Der schönste Song der Platte heißt „Charles de Gaulle“. Er beginnt mit federnden Akkorden und eingedeutschten Zeilen aus der Sterbeballade „Seasons in the Sun“ des kanadischen One-Hit-Wunders Terry Jacks und entwickelt sich dann zu einer zwischen Euphorie und Melancholie pendelnden Lebensbilanz: „Wir lagen uns in den Armen / Oder waren es die Haare / Und die Jahre, die wir brauchen, bis wir uns davon erholen / Ziehen vorbei wie fremde Koffer auf dem Band im Charles de Gaulle.“ Ein Abschiedslied, das, wenn es Gerechtigkeit gäbe in dieser Welt, der Herbsthit des Jahres werden müsste.

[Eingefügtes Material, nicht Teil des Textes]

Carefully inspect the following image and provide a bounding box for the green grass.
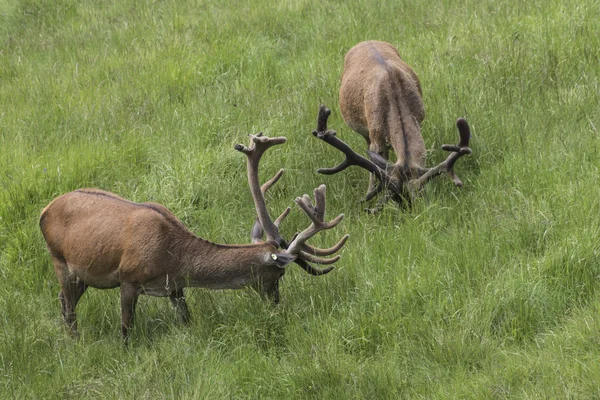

„Abändern“ sei Jens Friebes „persönlichstes und komplexestes Album“, sagt sein Entdecker Alfred Hilsberg, Betreiber des Hamburger ZickZack-Labels. Friebe arbeitet intensiv mit Zitaten. So ist der Text des NDW-artigen Mitsing-Songs „Königin im Dreck“ nahezu komplett aus Textschnipseln des Dichters Ronald M. Schernikau zusammengepuzzelt. „Stillstand der Welt zwecks Besprechung der Lage / Krault die Nacken, stellt die Fragen“, heißt es da in gelungenem Größenwahn. Gerade ist Friebe mit seiner Band aus dem Nordirak zurückgekehrt, wo er auf Einladung des Goethe-Instituts zwei Konzerte vor Schülern gegeben hat. „Wir wurden schon wie die Beatles empfangen, bevor wir den ersten Ton gespielt hatten.“ Jetzt also doch: Friebe-Mania.

„Abändern“ ist bei ZickZack erschienen. Konzert am 8. Dezember im Festsaal Kreuzberg.